Suppose you're training an image model to distinguish between hotdog and not-a-hotdog. If you had 1000 images with which to train, and you let it train on all of them, you'd be in a bad state. Even if it was able to successfully distinguish between hotdog and not-a-hot-dog for every one of those images, you would not know if it could generalize to new images. It might have simply memorized which of those particular images were hotdogs and which were not, without learning to generalize to never-before-seen-images. You'd be like a math teacher who discovered he was using the same math problems in his blackboard demonstrations and on his tests, by accident.
To avoid this, you could divide your images into a 800-image training set and an 200-image test set. Suppose you train the model on the training set exclusively, without showing it the test set, until it gives you the right answer for all 800 images in the training set. You then check what results it gives you on the test set, without training on the test set. If the model has learned to figure out the Platonic form-of-a-hotdog from the training data, it might give you the right answer for 199 of your 200-image test set, indicating that your training has been a success. On the other hand, if it has simply memorized the data in your 800-image training set, it might do no better than random on the 200-image test, indicating that you have overfit to your training data.
This kind of process is absolutely fundamental to non reinforcement-learning machine learning. The first thing you learn as a ML engineer is to always carefully divide your data into training and test sets (well, training, test, and validation sets, and sometimes more) and never to confuse them.
The problem with reinforcement learning is that until a few years ago, for 99% of the tasks, there was no distinction between training and test set. You could train an algorithm to play Breakout from the Atari Learning Environment, and if it did well -- it did well, and you wrote your paper, and didn't try your algorithm against a test game.
In retrospect this is somewhat shocking.
But to be fair, it is a little unclear what the distinction would be between a training task and a test task in reinforcement learning. What is a game that's similar to a game you play on, such that it's the same task in some sense (like identifying a hotdog) but which is nevertheless not the same task in another sense (like identifying a different picture of a hotdog)? When the answer rolled around, it was of course obvious: levels of a video game could fill this notion fairly precisely.
OpenAI's ProcGen benchmark is a good example of such an environment: you can train on some arbitrary number of procedurally-generated levels in various video games, and then test your performance on a never-before-seen set of other procedurally-generated levels.
It became pretty clear from results on ProcGen (and elsewhere) that the existing RL algorithms were probably horribly, horribly overfit. In the case of ProcGen, OpenAI showed that an agent could train on 100 or even 1000 different levels of some task, learn to do very well on them all, but still do very, very badly on a never-before-seen level. This is obviously a problem if you want your RL agents to be steps on a staircase towards Artificial General Intelligence, rather than steps on a staircase towards making artificially shitty students in a class who only learn to parrot their teacher.
So the ability to randomly generate worlds and games in the XLand space is very important for this reason. It lets DeepMind check to see if their agents have actually learned transferable skills, or if they have instead memorized actions likely to result in high reward without truly learning how to navigate the environment.
DeepMind's paper specifies (appendix 3) that they created a list of test worlds (where a world is a topology and set of object placements) and test games (where a game is a set of rewards / goals), and never trained their agents on tasks (combined worlds and games) where either of these matched the held-out test worlds or games. This is going further than ProcGen -- while ProcGen varies the world, but keeps tasks the same, DeepMind is varying both world and the tasks.

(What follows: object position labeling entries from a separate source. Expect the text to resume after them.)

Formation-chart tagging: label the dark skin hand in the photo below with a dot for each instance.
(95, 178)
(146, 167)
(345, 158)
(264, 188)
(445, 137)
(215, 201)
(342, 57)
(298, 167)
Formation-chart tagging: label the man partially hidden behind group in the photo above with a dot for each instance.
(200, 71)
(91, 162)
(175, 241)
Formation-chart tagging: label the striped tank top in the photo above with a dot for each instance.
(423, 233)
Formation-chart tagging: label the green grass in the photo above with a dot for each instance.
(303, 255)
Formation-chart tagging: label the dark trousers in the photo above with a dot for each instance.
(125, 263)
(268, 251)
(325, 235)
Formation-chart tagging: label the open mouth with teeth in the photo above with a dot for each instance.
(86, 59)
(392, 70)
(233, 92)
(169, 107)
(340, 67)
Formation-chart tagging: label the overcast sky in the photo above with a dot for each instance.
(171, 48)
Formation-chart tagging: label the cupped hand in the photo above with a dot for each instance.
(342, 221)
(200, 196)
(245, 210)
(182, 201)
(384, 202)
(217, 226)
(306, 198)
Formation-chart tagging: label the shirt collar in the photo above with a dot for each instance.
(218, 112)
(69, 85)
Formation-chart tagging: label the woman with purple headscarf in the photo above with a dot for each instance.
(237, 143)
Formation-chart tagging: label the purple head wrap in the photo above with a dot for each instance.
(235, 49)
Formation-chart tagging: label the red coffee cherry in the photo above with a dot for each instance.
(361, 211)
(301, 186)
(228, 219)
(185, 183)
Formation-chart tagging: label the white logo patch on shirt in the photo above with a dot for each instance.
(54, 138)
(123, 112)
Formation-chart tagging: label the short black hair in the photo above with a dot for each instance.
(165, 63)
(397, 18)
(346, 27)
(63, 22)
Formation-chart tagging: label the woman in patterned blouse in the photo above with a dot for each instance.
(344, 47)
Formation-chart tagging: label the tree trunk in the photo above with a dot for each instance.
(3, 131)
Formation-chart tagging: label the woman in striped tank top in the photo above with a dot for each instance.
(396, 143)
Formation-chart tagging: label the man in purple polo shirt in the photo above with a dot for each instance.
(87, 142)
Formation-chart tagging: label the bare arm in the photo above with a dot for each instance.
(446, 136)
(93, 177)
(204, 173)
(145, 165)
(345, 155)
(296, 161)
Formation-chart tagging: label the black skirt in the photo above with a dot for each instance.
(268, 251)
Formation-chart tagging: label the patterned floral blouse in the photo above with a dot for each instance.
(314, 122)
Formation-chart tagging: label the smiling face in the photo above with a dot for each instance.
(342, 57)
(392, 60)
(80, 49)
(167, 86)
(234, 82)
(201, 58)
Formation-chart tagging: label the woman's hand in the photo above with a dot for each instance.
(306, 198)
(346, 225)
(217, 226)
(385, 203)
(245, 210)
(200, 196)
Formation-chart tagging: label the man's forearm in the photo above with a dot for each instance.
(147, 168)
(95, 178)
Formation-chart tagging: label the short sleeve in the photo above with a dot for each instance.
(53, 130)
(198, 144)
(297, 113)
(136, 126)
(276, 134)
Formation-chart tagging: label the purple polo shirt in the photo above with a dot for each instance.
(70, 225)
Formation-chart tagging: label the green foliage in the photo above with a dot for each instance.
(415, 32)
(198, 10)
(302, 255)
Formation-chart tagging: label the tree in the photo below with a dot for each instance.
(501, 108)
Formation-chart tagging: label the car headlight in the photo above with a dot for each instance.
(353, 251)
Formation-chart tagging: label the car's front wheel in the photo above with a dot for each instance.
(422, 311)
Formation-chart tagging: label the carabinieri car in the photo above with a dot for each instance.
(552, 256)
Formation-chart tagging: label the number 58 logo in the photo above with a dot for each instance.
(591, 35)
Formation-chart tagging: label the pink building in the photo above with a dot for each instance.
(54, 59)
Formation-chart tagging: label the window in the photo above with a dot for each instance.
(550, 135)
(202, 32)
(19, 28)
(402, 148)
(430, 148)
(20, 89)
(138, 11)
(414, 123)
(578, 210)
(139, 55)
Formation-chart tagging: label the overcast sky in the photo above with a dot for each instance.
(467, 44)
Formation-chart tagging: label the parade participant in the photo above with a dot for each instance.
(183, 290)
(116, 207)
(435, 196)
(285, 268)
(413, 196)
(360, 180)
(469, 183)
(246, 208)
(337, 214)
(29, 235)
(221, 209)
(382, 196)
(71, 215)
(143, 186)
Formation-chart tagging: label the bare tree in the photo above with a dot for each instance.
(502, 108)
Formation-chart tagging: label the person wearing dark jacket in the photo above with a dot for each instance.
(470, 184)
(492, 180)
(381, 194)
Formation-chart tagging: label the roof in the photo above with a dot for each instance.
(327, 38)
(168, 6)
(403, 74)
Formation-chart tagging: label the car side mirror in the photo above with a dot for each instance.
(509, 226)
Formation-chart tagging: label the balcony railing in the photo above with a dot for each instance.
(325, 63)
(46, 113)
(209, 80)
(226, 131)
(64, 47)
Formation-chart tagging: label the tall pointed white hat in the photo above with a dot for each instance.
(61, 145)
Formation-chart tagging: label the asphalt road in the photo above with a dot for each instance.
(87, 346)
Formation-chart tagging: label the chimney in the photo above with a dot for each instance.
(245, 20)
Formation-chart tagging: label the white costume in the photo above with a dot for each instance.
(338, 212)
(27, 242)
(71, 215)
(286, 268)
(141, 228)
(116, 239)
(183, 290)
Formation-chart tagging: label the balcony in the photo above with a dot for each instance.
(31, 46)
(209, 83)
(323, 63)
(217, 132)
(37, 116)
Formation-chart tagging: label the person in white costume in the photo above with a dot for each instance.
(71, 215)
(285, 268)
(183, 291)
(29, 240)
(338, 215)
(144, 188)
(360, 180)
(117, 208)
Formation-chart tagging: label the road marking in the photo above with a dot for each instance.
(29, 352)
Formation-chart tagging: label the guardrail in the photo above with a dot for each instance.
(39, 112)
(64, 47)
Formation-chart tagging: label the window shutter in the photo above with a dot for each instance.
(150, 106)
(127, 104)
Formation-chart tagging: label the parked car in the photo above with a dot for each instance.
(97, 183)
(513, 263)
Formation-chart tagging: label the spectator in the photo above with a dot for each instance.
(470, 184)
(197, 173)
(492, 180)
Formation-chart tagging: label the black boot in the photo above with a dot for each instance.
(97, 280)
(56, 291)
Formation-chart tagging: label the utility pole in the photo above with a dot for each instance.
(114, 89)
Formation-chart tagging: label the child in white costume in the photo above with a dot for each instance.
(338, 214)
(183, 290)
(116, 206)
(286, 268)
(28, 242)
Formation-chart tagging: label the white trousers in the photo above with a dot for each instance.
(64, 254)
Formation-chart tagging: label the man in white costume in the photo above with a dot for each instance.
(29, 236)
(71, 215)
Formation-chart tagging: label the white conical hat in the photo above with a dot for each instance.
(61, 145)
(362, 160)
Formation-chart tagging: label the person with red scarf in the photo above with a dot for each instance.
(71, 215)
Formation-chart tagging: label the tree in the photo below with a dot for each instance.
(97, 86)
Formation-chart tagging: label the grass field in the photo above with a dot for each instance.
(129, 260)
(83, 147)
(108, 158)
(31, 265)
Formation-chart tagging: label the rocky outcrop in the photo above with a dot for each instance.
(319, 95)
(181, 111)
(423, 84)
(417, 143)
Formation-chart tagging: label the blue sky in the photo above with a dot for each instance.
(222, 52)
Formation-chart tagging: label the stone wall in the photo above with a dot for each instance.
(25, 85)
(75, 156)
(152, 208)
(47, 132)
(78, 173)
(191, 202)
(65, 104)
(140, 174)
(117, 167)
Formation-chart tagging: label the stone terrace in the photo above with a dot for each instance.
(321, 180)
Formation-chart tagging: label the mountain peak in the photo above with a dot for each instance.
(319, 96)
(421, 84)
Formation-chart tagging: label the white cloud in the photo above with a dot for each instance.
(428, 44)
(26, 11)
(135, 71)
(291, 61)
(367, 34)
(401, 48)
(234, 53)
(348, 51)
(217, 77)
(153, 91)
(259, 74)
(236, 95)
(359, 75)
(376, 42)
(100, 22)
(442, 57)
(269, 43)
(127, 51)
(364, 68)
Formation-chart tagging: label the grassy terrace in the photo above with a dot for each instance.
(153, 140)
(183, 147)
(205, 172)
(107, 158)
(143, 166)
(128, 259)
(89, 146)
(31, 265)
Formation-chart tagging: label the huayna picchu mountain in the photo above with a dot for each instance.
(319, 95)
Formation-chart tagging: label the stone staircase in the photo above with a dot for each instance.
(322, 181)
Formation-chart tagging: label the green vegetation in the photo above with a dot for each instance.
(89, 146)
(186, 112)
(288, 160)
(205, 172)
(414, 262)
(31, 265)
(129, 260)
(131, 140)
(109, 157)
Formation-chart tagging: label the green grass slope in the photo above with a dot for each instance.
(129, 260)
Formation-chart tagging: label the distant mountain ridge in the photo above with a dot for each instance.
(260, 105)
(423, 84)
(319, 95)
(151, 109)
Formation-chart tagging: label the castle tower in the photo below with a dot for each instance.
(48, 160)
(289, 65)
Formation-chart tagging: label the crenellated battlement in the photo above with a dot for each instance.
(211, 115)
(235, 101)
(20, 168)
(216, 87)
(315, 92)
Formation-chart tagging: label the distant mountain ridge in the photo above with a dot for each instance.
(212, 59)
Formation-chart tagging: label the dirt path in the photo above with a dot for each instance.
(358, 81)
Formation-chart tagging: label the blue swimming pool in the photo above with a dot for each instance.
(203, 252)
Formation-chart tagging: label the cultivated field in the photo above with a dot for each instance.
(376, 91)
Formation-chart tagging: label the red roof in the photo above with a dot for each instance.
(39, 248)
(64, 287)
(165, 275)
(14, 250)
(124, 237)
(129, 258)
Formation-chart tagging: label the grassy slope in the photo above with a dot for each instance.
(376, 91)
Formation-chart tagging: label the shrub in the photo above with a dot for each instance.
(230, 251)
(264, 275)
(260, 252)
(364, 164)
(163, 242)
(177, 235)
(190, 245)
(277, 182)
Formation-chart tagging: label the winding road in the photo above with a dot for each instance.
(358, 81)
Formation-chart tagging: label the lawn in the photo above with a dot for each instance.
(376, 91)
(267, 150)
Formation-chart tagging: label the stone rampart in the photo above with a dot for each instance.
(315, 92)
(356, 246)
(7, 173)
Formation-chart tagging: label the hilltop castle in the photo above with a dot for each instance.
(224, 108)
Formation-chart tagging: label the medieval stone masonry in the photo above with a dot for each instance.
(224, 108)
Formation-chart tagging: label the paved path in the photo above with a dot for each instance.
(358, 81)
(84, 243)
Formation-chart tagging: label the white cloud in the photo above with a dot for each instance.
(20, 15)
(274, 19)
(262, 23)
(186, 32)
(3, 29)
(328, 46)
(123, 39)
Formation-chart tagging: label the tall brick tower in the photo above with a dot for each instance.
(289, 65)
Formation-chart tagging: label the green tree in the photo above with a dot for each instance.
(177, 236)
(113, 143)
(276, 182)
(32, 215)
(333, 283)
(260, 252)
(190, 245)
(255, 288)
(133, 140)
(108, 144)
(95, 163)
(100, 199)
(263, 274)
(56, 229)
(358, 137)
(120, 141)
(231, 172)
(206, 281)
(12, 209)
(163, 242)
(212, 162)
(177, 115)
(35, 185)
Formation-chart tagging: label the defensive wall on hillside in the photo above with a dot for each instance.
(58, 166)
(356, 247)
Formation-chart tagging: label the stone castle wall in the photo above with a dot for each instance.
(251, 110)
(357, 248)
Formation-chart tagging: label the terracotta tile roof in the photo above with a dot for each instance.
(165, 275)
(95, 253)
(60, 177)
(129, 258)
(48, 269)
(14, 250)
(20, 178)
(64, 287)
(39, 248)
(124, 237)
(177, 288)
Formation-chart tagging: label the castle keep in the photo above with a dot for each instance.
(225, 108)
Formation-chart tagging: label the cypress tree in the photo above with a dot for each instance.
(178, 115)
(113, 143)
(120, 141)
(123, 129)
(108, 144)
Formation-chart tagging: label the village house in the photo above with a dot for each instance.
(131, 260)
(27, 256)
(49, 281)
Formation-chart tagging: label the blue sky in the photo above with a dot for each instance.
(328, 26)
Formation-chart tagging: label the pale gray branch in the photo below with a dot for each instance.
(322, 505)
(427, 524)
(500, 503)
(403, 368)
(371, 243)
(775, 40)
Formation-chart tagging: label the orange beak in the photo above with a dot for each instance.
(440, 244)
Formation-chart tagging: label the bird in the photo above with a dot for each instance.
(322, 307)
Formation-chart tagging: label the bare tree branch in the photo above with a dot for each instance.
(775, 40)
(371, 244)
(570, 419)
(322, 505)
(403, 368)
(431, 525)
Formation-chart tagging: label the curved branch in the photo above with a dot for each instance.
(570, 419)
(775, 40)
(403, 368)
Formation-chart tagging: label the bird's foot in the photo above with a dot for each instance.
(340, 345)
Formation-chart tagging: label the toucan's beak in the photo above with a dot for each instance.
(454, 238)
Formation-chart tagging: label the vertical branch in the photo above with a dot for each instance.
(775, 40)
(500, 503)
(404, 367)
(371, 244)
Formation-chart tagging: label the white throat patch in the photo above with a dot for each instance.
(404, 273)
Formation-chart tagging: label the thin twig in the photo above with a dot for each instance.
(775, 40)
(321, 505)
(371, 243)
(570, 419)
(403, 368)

I believe that this is the kind of thing you need to be doing if you're actually interested in taking steps towards general intelligence, so it is interesting to see this.
DeepMind describes the process of training an agent in this task space as involving 3 levels. I'm going to conceptually split their middle level into two, for a total of 4 levels, because I think this makes it easier to understand.
This 4-level stack looks to me essentially like a complication of the inner-and-outer loop optimization, probably best described in full generality by Gwern. And although this optimization process can be used in ML, it can be found naturally arising in the world as well.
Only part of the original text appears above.